Durante esse período, a FNJP procurou apoio junto de diferentes entidades públicas — incluindo a Câmara Municipal de Lisboa, o Ministério da Cultura, o Instituto da Juventude, o Instituto do Desporto e a Fundação Calouste Gulbenkian — mas, apesar do reconhecimento do valor cultural da arte, os projectos apresentados raramente tiveram seguimento.

A Federação chegou a beneficiar de algumas iniciativas pontuais, como a oferta de uma sede na Avenida dos Estados Unidos da América, atribuída pela Câmara Municipal de Lisboa em 2003, e um subsídio do Instituto do Desporto destinado à aquisição de equipamentos básicos de funcionamento (fax, fotocopiadora, entre outros).
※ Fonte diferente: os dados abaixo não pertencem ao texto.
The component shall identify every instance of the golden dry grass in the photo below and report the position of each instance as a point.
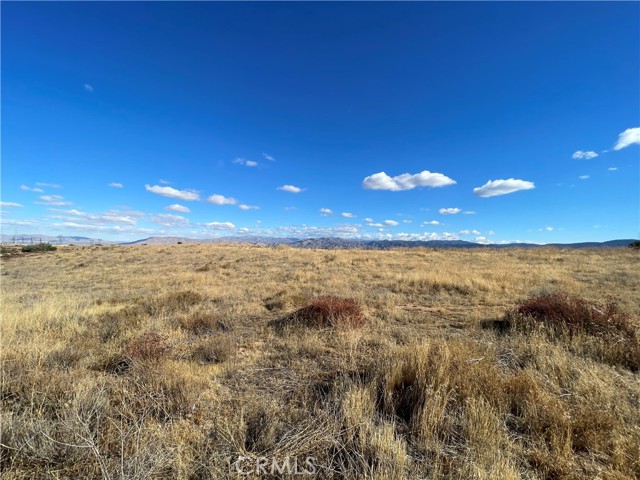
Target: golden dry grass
(175, 361)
Contudo, por volta de 2006, os apoios tinham cessado e a Federação encontrava-se num estado de fragilidade financeira tal que, segundo Antunes, “nem sequer havia dinheiro para pagar a conta da electricidade ou da água”[3].

Realizou no dia 10 e 11 de maio de 2014, o Campeonato Nacional de Esgrima Lusitana 2014, no Pavilhão Paz e Amizade, em Loures[4][5].

Segundo a classificação CAE, desenvolve a atividade classificada como Outras Atividades Desportivas, N.e.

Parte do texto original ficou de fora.